The pregnant women included in the analysis, all first-time mothers, provided information on their diet, medical history and other relevant background and lifestyle factors at 15, 22 and 30 weeks’ gestation. At about 15 and 30 weeks, the questions included additional information on intake of milk containing probiotic bacteria before and during pregnancy.
Nearly one in four women said they had consumed probiotic milk before pregnancy, while about one third drank it early in pregnancy and another third had it during the later part of their pregnancies.
On average, drinking probiotic milk was more common among older, more affluent and better-educated women who didn’t smoke and took dietary supplements, the researchers report in the journal BMJ Open.
Among 37,000 women included in the pre-eclampsia analysis, about 5 percent were diagnosed with the condition, with 550 of cases classified as severe. Pre-eclampsia, sometimes known as toxemia, is a syndrome that typically occurs after the 20th week of pregnancy and its hallmarks include high blood pressure, swelling of hands and feet, protein in the urine and sometimes kidney or liver problems.
The reduced risk of pre-eclampsia associated with drinking probiotic milk later in pregnancy was only statistically meaningful for the severe form of the condition, researchers note.
More than 34,000 women were included in the premature birth analysis, and a total of 2,858 babies were born early. The protective effect linked to early-pregnancy probiotic milk consumption was most significant for “late” pre-term births, that is, after 34 weeks of pregnancy but before the full term of 39-40 weeks.

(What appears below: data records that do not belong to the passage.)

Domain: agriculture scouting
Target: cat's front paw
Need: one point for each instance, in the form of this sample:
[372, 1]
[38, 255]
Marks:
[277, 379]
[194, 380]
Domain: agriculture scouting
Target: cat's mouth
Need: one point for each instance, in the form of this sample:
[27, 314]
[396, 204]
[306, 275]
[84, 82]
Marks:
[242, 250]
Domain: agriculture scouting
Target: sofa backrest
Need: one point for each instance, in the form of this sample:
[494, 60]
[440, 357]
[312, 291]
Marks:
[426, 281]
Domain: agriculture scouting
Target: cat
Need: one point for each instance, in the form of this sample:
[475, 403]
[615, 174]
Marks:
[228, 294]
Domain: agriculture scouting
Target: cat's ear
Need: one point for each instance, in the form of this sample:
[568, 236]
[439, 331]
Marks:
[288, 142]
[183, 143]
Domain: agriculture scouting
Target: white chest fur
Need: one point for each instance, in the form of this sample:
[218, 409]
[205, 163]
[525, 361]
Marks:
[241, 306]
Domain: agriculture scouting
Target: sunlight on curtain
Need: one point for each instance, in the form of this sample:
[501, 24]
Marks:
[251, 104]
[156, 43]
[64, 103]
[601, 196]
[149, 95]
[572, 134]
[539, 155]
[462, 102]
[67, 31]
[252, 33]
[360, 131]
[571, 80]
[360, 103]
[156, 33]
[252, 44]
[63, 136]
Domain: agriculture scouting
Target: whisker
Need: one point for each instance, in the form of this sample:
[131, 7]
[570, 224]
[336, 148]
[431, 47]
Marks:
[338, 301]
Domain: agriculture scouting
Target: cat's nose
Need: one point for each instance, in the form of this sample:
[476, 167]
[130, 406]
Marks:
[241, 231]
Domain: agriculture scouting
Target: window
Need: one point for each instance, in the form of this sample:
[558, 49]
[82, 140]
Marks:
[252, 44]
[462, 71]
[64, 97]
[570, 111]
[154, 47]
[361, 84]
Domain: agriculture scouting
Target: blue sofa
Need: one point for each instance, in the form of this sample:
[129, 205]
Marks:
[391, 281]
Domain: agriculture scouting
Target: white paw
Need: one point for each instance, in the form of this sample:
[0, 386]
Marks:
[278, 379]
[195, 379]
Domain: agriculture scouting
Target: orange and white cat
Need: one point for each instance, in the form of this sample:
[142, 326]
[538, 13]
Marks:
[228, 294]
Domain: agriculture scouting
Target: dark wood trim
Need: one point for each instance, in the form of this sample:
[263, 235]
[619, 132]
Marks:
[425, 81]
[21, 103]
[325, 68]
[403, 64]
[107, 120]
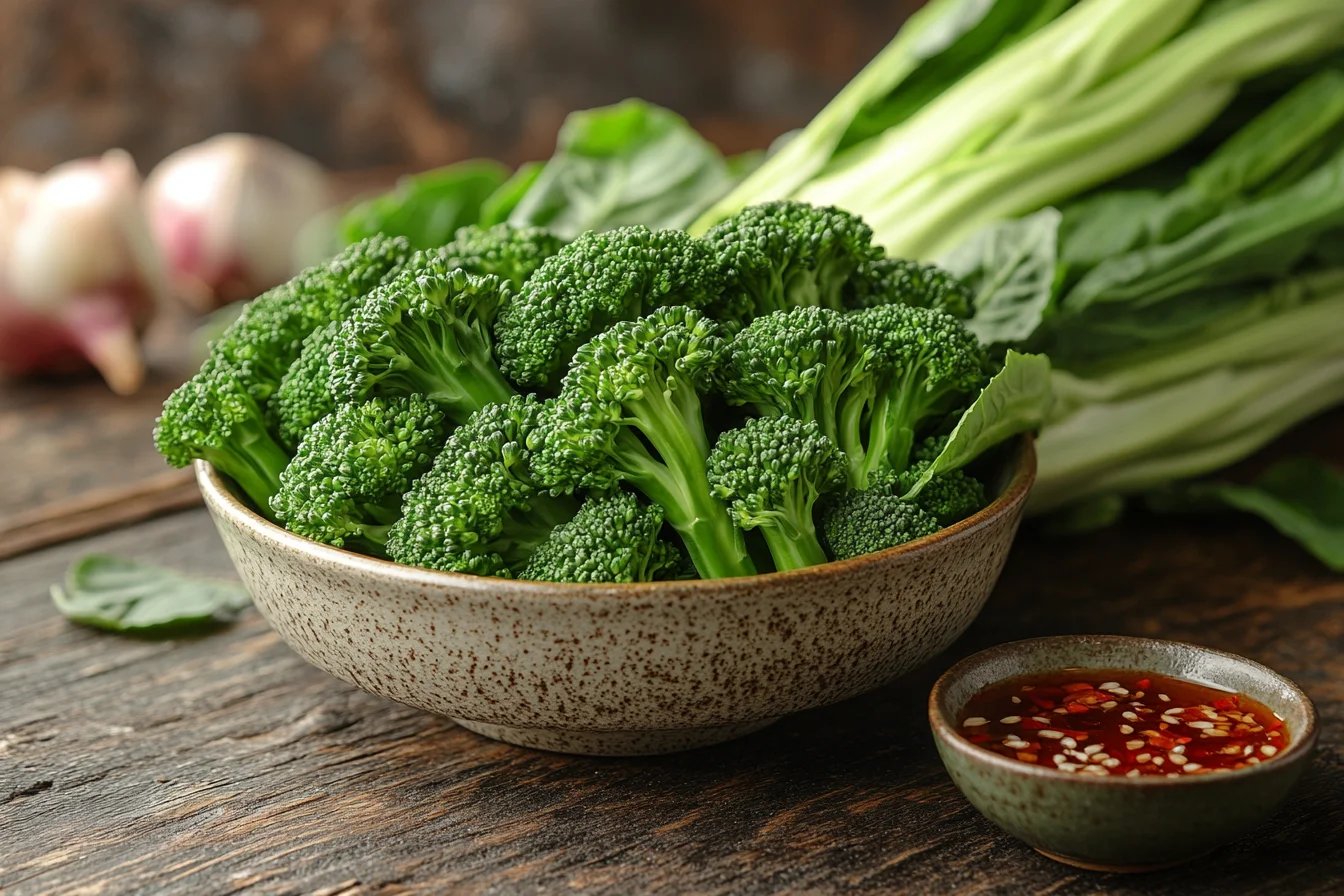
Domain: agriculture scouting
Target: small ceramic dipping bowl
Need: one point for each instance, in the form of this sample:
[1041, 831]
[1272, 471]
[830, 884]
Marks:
[622, 669]
[1120, 824]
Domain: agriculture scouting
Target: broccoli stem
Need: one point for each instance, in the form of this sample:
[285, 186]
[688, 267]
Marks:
[793, 544]
[254, 464]
[680, 481]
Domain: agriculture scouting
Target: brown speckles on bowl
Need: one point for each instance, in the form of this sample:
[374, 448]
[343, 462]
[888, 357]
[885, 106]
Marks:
[621, 669]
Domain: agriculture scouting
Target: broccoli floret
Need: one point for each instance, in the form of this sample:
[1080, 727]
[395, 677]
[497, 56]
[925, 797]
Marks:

“What preeclampsia and preterm delivery have in common is that both come with a higher degree of inflammation in the body than what you would expect in a normal pregnancy,” Nordqvist said. Probiotics might be able to reduce inflammation and therefore these related risks, but more research is needed, she said.
“I think they did a really good job in presenting the evidence in a very cautious, guarded, measured way, and they say, ‘this is an opportunity,’ basically, ‘but let’s look at this very carefully and from a prophylactic perspective’,” said Dr. Roger Clemens of the University of Southern California School of Pharmacy in Los Angeles, in a phone interview.
No claims can be made about probiotic use for preventing these pregnancy complications at this time, he cautioned. “I think it’s an interesting observation, this whole realm of probiotics. And I think in a guarded way they’ve done a very good job,” said Clemens, who wasn’t involved in the study.